Penguatan Lembaga Jadi Pekerjaan Rumah Pimpinan Baru
Oleh
Nina Susilo
·2 menit baca
JAKARTA, KOMPAS - Sebanyak tujuh komisioner Lembaga Perlindungan Saksi dan Korban periode 2019-2024 resmi bertugas. Pekerjaan rumah untuk memperkuat lembaga, prioritas kerja, dan kapasitas sudah menanti.
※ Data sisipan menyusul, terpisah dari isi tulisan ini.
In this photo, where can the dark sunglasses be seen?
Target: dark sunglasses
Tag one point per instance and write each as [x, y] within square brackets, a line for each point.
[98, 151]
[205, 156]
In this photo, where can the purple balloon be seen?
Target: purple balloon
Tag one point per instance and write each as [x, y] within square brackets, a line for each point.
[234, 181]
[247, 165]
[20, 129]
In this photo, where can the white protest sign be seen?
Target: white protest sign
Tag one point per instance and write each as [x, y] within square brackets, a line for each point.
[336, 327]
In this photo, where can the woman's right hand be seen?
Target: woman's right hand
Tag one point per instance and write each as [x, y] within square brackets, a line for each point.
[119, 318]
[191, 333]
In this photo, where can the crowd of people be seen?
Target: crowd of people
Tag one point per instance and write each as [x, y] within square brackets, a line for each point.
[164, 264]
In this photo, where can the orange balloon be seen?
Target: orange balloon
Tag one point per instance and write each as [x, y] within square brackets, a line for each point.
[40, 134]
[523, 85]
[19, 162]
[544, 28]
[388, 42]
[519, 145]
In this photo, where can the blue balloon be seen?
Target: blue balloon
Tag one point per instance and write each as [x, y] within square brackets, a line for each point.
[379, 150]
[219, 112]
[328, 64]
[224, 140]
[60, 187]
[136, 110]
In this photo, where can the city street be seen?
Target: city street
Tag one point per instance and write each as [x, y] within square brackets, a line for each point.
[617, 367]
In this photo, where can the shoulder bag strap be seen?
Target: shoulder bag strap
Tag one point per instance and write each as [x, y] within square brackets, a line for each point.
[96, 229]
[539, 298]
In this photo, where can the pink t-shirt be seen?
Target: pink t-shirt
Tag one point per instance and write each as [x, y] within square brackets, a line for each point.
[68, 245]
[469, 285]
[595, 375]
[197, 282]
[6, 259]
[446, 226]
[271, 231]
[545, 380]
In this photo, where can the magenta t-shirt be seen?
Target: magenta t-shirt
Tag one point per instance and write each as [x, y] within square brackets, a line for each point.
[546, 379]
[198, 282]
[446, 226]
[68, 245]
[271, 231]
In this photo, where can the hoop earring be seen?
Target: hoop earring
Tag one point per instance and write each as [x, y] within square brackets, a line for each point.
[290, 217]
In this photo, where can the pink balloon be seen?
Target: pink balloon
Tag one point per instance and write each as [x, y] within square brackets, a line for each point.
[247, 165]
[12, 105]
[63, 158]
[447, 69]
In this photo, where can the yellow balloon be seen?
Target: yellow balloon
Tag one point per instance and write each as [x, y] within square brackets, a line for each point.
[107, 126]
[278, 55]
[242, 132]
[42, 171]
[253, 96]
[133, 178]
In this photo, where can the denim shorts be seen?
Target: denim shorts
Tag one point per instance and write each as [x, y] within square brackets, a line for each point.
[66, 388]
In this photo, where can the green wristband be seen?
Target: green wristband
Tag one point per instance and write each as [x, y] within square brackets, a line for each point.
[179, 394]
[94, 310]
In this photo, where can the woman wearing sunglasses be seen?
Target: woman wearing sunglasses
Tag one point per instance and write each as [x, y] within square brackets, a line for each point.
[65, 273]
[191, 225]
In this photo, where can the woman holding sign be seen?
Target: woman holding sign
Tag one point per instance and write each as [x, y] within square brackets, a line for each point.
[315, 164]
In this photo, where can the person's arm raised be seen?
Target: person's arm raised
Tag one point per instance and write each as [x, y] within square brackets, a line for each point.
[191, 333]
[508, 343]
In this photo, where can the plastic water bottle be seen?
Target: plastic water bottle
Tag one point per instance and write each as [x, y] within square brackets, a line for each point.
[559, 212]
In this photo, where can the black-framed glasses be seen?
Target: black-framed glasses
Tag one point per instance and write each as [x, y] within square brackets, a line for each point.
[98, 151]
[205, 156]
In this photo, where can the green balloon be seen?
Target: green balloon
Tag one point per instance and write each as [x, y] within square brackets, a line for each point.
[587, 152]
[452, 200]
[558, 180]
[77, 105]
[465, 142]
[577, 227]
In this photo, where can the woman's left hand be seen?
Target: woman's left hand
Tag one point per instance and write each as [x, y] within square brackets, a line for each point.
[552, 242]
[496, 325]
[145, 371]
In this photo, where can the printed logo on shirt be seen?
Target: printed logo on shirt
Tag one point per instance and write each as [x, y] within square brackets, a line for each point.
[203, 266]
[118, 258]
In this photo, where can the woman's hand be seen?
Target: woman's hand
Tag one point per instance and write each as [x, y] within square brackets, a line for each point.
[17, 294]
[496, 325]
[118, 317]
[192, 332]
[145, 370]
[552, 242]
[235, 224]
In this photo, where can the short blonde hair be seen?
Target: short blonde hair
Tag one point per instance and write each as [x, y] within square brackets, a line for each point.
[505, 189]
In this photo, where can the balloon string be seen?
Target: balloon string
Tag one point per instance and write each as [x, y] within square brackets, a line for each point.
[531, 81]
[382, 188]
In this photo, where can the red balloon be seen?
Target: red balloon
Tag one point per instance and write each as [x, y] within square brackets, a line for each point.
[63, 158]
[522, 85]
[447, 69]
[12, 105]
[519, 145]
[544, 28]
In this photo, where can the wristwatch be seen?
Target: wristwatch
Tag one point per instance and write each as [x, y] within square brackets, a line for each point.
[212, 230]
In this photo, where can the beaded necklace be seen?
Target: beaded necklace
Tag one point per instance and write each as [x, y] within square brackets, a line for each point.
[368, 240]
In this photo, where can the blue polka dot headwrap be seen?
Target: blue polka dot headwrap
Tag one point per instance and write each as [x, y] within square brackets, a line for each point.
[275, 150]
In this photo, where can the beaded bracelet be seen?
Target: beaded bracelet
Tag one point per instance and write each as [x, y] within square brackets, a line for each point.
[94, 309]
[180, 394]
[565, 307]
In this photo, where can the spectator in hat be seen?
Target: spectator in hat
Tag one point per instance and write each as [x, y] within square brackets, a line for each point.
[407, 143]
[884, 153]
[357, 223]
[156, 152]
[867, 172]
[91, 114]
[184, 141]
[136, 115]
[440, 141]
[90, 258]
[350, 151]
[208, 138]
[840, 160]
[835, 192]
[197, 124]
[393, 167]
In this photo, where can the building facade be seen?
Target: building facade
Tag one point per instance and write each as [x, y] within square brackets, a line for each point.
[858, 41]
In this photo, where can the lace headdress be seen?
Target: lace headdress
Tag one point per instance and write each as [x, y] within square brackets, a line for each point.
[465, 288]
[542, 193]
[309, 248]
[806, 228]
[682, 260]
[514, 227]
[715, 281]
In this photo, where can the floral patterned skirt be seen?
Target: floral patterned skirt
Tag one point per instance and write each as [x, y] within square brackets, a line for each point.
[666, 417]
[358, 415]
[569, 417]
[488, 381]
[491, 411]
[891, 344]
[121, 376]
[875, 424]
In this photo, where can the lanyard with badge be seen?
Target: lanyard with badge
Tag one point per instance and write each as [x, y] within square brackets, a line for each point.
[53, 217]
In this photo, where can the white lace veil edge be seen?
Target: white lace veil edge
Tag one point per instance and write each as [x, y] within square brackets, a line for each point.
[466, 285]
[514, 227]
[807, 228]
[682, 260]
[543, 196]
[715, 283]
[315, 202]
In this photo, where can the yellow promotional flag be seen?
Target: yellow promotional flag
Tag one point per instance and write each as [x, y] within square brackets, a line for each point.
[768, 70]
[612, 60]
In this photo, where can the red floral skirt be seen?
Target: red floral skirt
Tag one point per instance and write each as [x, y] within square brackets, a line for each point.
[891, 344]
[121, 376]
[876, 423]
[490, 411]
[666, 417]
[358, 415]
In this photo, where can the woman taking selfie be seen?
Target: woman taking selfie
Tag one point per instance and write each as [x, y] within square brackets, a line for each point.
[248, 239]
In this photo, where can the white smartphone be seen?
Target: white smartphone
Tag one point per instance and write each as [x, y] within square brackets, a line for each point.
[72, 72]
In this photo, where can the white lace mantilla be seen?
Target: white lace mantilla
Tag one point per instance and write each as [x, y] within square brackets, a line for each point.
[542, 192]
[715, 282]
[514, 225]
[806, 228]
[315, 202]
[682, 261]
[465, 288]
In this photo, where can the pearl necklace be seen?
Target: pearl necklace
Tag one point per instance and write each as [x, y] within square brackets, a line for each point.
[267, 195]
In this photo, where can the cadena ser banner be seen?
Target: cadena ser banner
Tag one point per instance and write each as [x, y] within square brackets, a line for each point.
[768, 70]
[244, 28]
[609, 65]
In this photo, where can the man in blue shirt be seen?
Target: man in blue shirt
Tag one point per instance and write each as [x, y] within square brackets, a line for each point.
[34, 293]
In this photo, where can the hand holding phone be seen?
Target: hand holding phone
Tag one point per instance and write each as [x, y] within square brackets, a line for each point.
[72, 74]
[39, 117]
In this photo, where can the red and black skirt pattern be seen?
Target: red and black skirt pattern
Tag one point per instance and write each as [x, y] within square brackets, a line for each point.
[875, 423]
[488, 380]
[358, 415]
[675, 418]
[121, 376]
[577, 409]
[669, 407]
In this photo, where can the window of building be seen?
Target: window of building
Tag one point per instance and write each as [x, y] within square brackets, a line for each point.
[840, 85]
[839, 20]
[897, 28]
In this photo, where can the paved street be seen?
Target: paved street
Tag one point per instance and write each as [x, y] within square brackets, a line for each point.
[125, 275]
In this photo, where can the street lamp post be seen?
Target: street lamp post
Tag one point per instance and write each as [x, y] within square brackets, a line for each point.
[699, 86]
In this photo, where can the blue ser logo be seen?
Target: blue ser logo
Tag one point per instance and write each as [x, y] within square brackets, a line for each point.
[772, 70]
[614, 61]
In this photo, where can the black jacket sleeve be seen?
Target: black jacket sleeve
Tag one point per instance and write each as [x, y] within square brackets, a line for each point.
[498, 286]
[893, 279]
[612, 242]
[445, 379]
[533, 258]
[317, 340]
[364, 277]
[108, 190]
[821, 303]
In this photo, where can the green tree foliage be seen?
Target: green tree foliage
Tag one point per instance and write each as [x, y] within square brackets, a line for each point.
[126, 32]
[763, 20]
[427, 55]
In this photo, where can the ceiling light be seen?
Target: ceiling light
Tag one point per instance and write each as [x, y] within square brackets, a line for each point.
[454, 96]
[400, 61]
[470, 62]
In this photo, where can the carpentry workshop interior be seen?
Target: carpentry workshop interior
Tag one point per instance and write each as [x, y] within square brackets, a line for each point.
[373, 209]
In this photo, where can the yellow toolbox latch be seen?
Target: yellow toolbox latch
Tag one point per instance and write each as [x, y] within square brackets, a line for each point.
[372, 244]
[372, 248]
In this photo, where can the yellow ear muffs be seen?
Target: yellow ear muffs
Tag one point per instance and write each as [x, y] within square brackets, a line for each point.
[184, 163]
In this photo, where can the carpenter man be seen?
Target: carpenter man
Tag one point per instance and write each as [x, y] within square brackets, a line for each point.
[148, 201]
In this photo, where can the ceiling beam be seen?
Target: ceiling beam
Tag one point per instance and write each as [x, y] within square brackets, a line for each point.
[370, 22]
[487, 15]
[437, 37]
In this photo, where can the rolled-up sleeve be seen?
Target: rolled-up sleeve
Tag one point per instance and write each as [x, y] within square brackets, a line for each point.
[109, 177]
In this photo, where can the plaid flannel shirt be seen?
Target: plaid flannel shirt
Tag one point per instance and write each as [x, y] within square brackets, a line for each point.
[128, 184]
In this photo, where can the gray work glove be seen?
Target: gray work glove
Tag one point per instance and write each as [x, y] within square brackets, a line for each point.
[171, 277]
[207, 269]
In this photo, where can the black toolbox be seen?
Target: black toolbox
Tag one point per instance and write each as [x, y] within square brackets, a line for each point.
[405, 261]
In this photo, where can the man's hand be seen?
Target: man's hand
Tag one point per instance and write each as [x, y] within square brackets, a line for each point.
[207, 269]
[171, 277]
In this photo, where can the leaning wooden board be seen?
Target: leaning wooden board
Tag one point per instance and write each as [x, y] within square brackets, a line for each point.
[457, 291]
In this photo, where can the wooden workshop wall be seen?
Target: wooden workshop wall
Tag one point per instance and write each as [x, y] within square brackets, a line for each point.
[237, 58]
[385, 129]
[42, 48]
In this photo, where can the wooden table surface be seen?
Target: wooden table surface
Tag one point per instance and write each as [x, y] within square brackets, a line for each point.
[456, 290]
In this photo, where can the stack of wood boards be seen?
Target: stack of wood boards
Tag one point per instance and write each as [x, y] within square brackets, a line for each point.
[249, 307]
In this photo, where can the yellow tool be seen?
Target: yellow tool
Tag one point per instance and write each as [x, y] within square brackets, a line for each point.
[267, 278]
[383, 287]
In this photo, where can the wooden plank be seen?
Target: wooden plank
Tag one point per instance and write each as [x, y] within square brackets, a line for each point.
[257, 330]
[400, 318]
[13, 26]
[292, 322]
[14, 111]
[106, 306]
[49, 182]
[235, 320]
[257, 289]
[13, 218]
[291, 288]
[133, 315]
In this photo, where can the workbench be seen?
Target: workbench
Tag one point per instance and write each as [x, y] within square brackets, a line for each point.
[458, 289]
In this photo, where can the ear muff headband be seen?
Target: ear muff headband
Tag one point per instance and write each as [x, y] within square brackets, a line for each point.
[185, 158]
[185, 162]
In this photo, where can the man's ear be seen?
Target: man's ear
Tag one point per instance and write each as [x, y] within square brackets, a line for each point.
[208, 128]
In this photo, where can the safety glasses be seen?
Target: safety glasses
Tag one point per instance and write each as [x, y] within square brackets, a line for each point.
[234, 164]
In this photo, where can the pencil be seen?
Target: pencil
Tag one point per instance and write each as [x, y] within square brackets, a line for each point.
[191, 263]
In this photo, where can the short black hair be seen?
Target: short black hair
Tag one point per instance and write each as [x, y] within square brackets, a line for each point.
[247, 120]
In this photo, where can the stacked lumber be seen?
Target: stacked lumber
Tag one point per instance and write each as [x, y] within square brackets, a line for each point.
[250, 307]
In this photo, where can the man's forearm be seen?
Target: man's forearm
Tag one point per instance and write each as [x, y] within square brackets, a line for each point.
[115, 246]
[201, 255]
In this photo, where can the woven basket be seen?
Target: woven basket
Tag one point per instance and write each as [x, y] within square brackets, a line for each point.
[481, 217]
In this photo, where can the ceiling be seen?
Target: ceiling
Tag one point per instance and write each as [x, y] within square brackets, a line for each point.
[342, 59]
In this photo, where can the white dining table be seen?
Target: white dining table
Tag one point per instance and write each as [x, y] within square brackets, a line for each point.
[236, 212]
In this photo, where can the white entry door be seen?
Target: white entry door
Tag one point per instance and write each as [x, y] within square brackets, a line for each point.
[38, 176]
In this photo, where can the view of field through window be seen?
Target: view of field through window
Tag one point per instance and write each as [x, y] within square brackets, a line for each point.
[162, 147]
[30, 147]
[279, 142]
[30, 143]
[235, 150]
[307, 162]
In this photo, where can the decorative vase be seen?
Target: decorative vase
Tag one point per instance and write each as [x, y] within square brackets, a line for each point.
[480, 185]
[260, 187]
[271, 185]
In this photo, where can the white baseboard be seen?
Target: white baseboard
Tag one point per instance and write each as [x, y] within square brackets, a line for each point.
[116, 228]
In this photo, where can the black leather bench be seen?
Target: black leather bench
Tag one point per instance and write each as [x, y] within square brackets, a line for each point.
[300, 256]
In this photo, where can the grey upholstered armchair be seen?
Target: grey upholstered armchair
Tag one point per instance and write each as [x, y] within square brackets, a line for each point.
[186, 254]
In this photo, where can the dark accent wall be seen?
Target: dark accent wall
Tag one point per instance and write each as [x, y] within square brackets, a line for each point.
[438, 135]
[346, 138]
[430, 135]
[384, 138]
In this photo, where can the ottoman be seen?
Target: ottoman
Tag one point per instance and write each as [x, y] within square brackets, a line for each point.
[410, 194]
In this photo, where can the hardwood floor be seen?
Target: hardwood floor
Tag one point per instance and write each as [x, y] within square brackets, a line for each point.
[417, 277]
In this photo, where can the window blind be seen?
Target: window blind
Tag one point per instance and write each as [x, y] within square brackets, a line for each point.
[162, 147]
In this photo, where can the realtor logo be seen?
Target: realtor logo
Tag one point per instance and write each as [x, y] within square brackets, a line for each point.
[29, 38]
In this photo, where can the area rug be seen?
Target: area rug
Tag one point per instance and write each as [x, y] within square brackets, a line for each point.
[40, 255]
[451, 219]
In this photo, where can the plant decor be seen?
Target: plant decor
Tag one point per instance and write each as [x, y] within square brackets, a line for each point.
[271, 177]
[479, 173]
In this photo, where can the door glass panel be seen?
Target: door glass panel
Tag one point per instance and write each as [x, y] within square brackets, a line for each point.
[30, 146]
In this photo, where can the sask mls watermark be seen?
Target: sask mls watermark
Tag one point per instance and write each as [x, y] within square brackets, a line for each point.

Presiden Joko Widodo melantik ketujuh anggota LPSK tersebut di Istana Negara, Jakarta, Senin (7/1/2019) pagi. Ketujuh orang tersebut adalah Hasto Atmojo Suroyo, Brigadir Jenderal (Pol) Achmadi, Antonius Prijadi Soesilo Wibowo, Edwin Partogi Pasaribu, Livia Istania DF Iskandar, Maneger Nasution, dan Susilaningtias. Dari nama-nama ini, dua di antaranya adalah petahana, yakni Edwin Partogi dan Hasto Atmojo Suroyo.
Direktur Eksekutif Amnesty International Indonesia Usman Hamid menilai para anggota baru LPSK perlu memberi perhatian pada korban-korban pelanggaran HAM. Sebab, ada banyak korban pelanggaran HAM dengan kondisi yang berbeda. Ada yang mndapat rehabilitasi, bantuan medis, bantuan psikososial, tetapi banyak juga yang belum tersentuh. Selain soal prioritas, penguatan kapasitas LPSK juga dipandang perlu menjadi perhatian.
Maneger Nasution mengakui, sejauh ini kewenangan LPSK hanya melindungi saksi dan korban dalam kasus pidana. Kenyataannya, banyak juga saksi dan korban di dalam perkara-perkara perdata bahkan tata usaha negara.
“Contoh, kesaksian ahli yang dipandang merugikan bisa membuat mereka dibawa ke pengadilan dan dituntut Rp 1,3 triliun. Seorang whistle blower juga terancam diberhentikan atasannya. Ini perkara perdata dan TUN tapi semestinya LPSK bisa melindungi saksi dan korban di perkara-perkara ini,” tuturnya.
Sepanjang belum ada perubahan aturan perundangan, Maneger mengatakan LPSK tetap bisa menyiapkan terobosan untuk para saksi dan korban perkara-perkara tersebut. Namun, perlu ada sinergi dengan lembaga-lembaga lain. Misalnya, untuk pelanggaran HAM berat, kendati belum ada pengadilan HAM, Komnas HAM bisa membuat rekomendasi bahwa orang-orang tertentu adalah korban dan LPSK menjalankan fungsinya.
Penguatan kelembagaan LPSK di kalangan aparat penegak hukum juga dinilai penting. Edwin Partogi menyebutkan, hubungan baik dengan kepolisian dan kejaksaan akan mempermudah proses perlindungan saksi dan korban. Untuk itu, LPSK bisa mengupayakannya melalui kerja sama dengan kementerian/lembaga maupun organisasi kemasyarakatan lainnya.
Perluasan lembaga LPSK melalui pembentukan LPSK di daerah juga disampaikan Maneger. Diharapkan pada periode ini, bisa dibentuk setidaknya delapan LPSK daerah untuk mendekatkan LPSK dengan para saksi dan korban. Kendati demikian, hal ini akan menghadapi masalah anggaran dan sumber daya manusia. Sejauh ini, menurut Maneger, di LPSK, hanya ada 12 tenaga ahli dan PNS.